RE: wenig Vertrauen?

in Grenztruppen der DDR 16.04.2013 12:42
von andy | 1.199 Beiträge

Zitat von Grenzwolf62 im Beitrag #29
Wie schnell ist man überhaupt in die Nähe so einer FF geraten?
Hat schon ein unbedachtes "Am liebsten würd ich abhauen" gereicht oder musste schon konkret ein Mitgenosse gefragt werden wie er die Sache sieht?
Das in Andys Fall die "Strafe" darin bestand das der "staubige" Soldat, so wurden bei uns etwas sonderbare Genossen genannt, Schreiber wurde, erstaunt mich etwas, denn den Posten zu ergattern war ja mehr eine Belobigung.
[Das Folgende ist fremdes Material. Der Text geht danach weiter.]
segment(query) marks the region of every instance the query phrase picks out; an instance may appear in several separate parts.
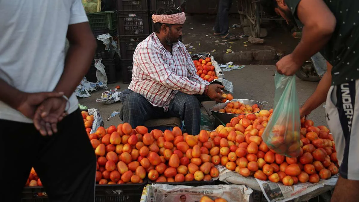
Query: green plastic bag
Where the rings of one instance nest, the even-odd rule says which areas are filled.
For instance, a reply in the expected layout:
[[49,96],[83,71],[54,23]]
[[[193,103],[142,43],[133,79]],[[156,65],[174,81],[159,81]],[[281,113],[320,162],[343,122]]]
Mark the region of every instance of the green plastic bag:
[[262,138],[268,147],[288,157],[297,157],[300,152],[300,118],[295,77],[276,72],[273,114]]

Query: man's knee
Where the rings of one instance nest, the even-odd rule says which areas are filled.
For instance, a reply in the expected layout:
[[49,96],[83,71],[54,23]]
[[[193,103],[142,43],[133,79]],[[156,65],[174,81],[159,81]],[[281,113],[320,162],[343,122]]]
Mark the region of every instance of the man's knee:
[[200,109],[199,101],[194,95],[187,95],[184,100],[186,108],[192,110]]
[[123,102],[123,105],[131,107],[138,105],[145,100],[140,94],[133,92],[126,96]]

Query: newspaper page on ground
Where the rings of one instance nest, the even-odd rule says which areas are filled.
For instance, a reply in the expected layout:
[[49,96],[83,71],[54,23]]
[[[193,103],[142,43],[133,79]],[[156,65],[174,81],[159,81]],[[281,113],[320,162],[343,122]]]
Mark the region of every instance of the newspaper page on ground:
[[211,56],[211,61],[212,61],[212,65],[214,66],[214,70],[216,72],[216,75],[219,78],[214,80],[210,82],[213,83],[215,82],[219,82],[224,86],[224,89],[230,92],[233,92],[233,84],[232,82],[223,78],[224,75],[223,74],[222,70],[218,66],[218,63],[214,60],[213,56]]
[[89,109],[87,110],[89,114],[93,115],[93,121],[92,122],[92,128],[90,134],[94,133],[96,130],[100,126],[103,126],[103,120],[100,114],[100,112],[95,109]]
[[221,165],[216,167],[219,171],[220,181],[234,184],[244,184],[253,190],[262,192],[268,201],[271,202],[308,200],[333,188],[338,179],[337,174],[327,180],[321,180],[315,184],[307,183],[285,186],[281,183],[261,180],[253,177],[243,177]]
[[223,198],[227,201],[248,202],[253,190],[245,185],[220,184],[191,187],[155,184],[145,187],[140,201],[199,202],[203,196]]
[[299,183],[285,186],[281,183],[256,179],[268,201],[281,202],[290,200],[306,201],[334,188],[338,180],[338,174],[327,180],[321,180],[318,183]]

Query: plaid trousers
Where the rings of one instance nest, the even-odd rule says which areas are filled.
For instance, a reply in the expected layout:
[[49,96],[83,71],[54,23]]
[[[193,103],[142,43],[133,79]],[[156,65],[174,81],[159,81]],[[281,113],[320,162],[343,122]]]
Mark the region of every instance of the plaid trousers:
[[123,91],[120,96],[122,106],[120,118],[133,128],[143,125],[145,121],[151,119],[175,116],[185,121],[185,127],[188,134],[199,134],[200,105],[194,95],[178,92],[170,103],[167,111],[164,111],[163,107],[154,106],[142,95],[130,89]]

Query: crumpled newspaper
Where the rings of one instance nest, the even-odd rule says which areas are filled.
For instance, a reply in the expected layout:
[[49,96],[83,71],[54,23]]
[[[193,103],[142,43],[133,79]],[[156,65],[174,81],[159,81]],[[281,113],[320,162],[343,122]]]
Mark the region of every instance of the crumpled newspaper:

Ja, Fragen über Fragen und es wird ein stochern im Nebel bleiben. Aus heutiger Sicht meine ich, dass das Zeitfenster zum Handeln sicher sehr klein war. Bei mir waren es gerade 3 Tage von der Erstinfo bis zum ausrücken. Wahrscheinlich blieb den Jungs von der 2000 auch nicht viel mehr Zeit zum handeln und letztendlich sollte der "Deliquent" ja auch nichts von mgl. Verdachtsmomenten merken - dann im Zweifel eher die Belobigung als die Strafversetzung.

Nichts genaues weiss man halt nicht. Ich wusste damals lediglich, dass es um den Schreiber (seinen Namen kannte ich nicht) und die mgl. Vorbereitung einer bewaffneten FF geht.


andy


Komm, wir essen Opa. Satzzeichen können Leben retten.